NECのスマートスクール事業が提供する学習コンテンツの1つ「協働学習⽀援ソリューション」は、遠隔形式の“アクティブ・ラーニング”などのオンライン学習におけるグループ活動を支援し、子どもたちの発話からさまざまな特性(学習キーワード出現回数、子どもたちと教員の発話率など)を可視化・分析することで、子どもたち一人ひとりに効果的な指導の実現を支援します。
1. はじめに
Society 5.0の実現に向けて、社会のさまざまな分野でデジタル化への対応が進むなか、教育においても、ICTの活用をはじめとする教育改革が推進されています。
本稿では、教育機関を対象にNECが提供する、NEC教育クラウド「Open Platform for Education(以下、OPE)1)」と教育支援サービス「協働学習支援ソリューション」の概要と将来の展望について紹介します。
1.1 教育改革—改訂学習指導要領の要請
2019年4月に施行された学校教育法などの一部を改正する法律により、通常の教科書に加えデジタル教科書との併用が可能になり、2020年度には改訂学習指導要領に沿って小学校段階から「プログラミング学習」や「外国語教育」が導入されました。

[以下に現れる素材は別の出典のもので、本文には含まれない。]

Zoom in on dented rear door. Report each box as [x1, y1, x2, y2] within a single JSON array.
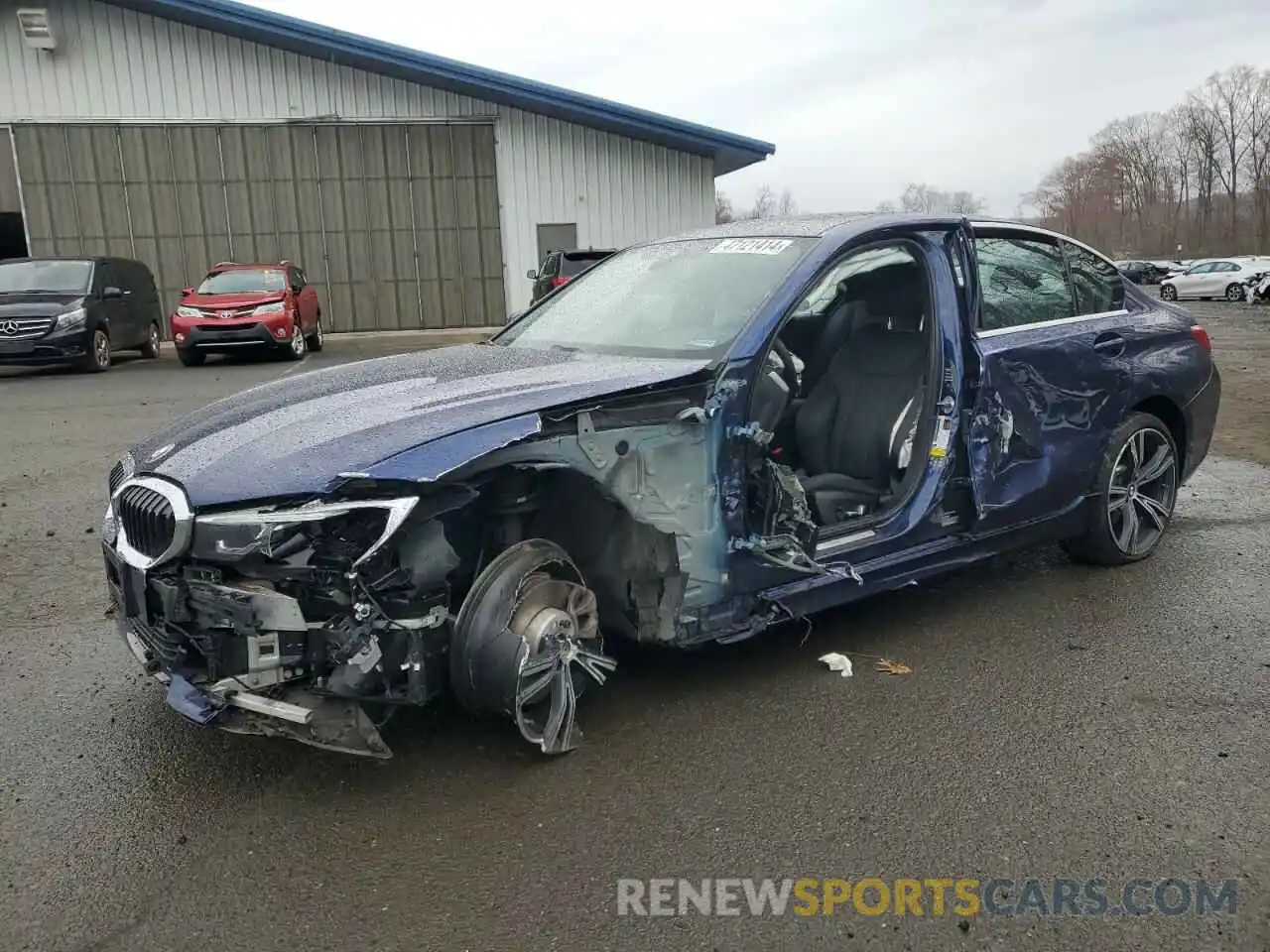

文部科学省は、改訂学習指導要領の基本方針として、新たな時代に必要となる資質・能力の育成を掲げており、そのための主体的・対話的で深い学び(アクティブ・ラーニング、協働学習)の実現や学習評価の充実など、学校教育の質的改善を要請しています。
現在、全国の学校では改訂学習指導要領での基本方針を受け、多様な方法で子どもたちの対話を重視した授業が実践される一方、協働学習型の授業を定量的なエビデンスに基づいて評価する仕組みの整備が課題となっています。
1.2 教育改革—GIGAスクール構想の実現
改訂学習指導要領施行と時をほぼ同じくして、2019年12月に文部科学省は「GIGA(Global and Innovation Gateway for All)スクール構想2)」を打ち出しました。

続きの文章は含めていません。